Jiegeng Gancao Decoction Ameliorates Ulcerative Colitis: An Integrative Approach Combining Network Pharmacology and Proteomics via in silico and in vivo studies

Background

Ulcerative colitis (UC) is a chronic inflammatory condition of the colon that significantly affects the quality of life of patients. Although current treatments offer some relief, they are often accompanied by side effects and limited long-term efficacy. Jiegeng Gancao Decoction (JGD), a Chinese classical prescription composed of Platycodon and Licorice, are potential alternative treatments with minimal side effects.

Purpose

This present study aimed to establish a novel strategy for herbal medicine research, using JGD as a case study to improve the prediction efficiency and accuracy of network pharmacology and leveraging big data to accelerate herbal medicine research and development.

Study design

Given the unmet clinical needs in the treatment of UC and the promising potential of JGD, this study integrated chemical profiling, network pharmacology predictions, and proteomic analysis to establish a model to explore the therapeutic mechanisms of JGD for the treatment of UC.

Methods

UHPLC-Q-Exactive Orbitrap/MS was used to analyze the chemical components of JGD and its serum metabolites.

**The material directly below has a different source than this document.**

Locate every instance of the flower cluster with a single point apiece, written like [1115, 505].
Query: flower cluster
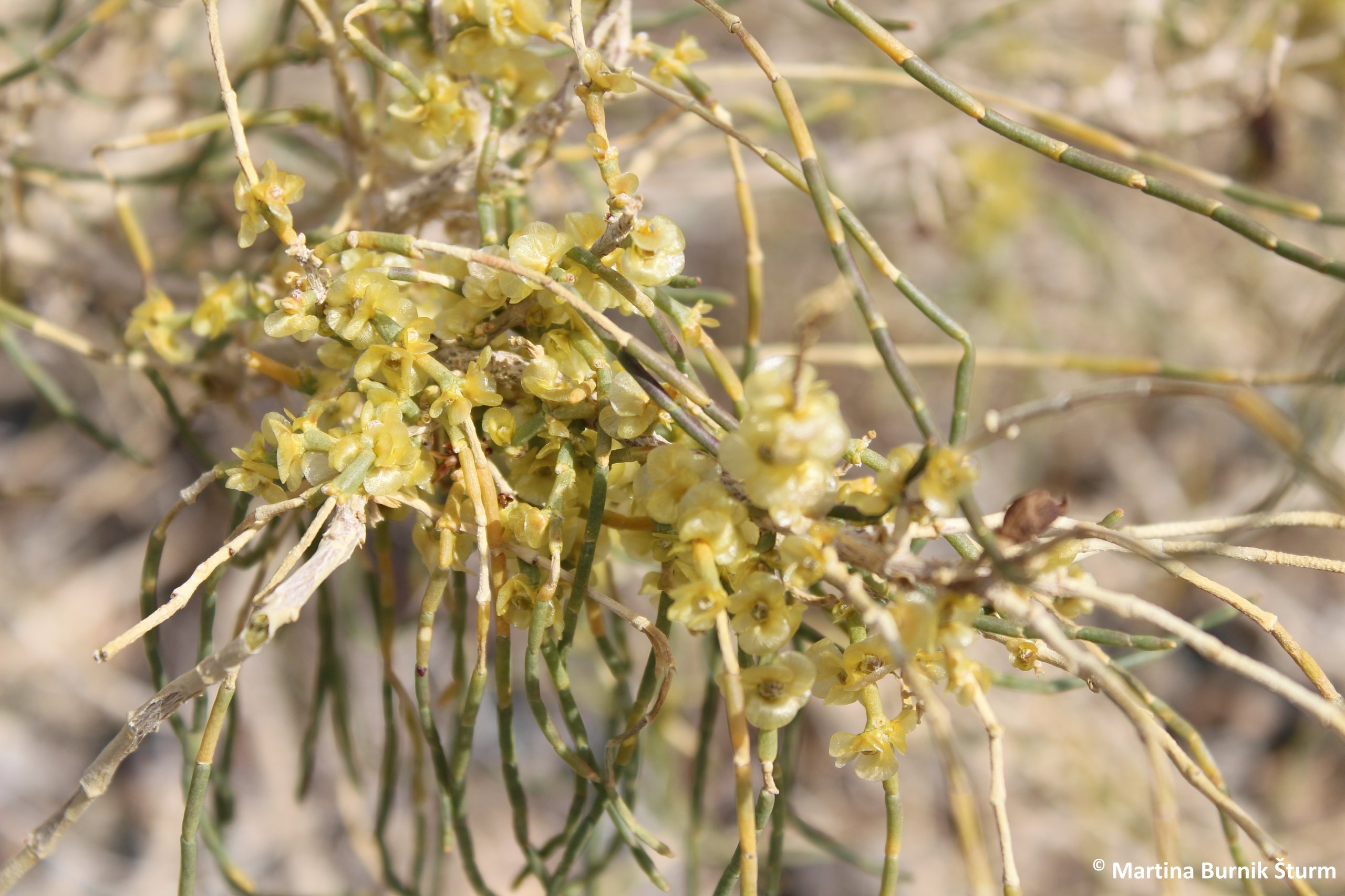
[787, 449]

Big data and network pharmacology were used to predict targets and pathways. A mouse model of DSS-induced colitis was established and were administered by JGD orally at 1.85 mg/kg daily. Therapeutic outcomes were evaluated through colon length detection, body weight monitoring, Disease Activity Index (DAI) scoring, and histopathological assessments. Enzyme-linked immunosorbent assay (ELISA), proteomics, flow cytometry, and western blotting were used to explore the underlying mechanism of the anti-colitis effects of JGD.

Results

The chemical composition of JGD was analyzed to identify key bioactive compounds using UHPLC-Q-Exactive Orbitrap/MS. These compounds were evaluated using big data and network pharmacology, incorporating four data sources. Compounds were sourced from Herb: 102, Serum: 21, Review: 117, and Database: 99. This integration generated 72 combos and 864 datasets related to the Gene, Gene Ontology (GO), and Kyoto Encyclopedia of Genes and Genomes (KEGG) pathways. JGD treatment significantly attenuated DSS-induced colitis in mice by improving body weight, colon length, inflammatory response, and intestinal barrier. Furthermore, proteomics and western blotting experiments confirmed that JGD attenuated DSS-induced down-regulated protein levels of SLC6A14 and RAGE. By screening the components of JGD via docking with RAGE and SLC6A14, Glycyrrhetic acid 3-O-glucuronide, Kaempferol-3-O-rutinoside, and Glyasperin A were identified as the main pharmacological substances that underlie the anti-colitis effects of JGD.

Conclusion

Combining data from herb extracts and sources from the literature significantly improved prediction efficiency and accuracy. The results highlight the therapeutic potential of JGD in UC, demonstrating its ability to modulate key inflammatory and metabolic pathways. This integrative approach advances the understanding of the potential effects of JGD and supports the broader application of network pharmacology with big data in research and development of herbal medicine.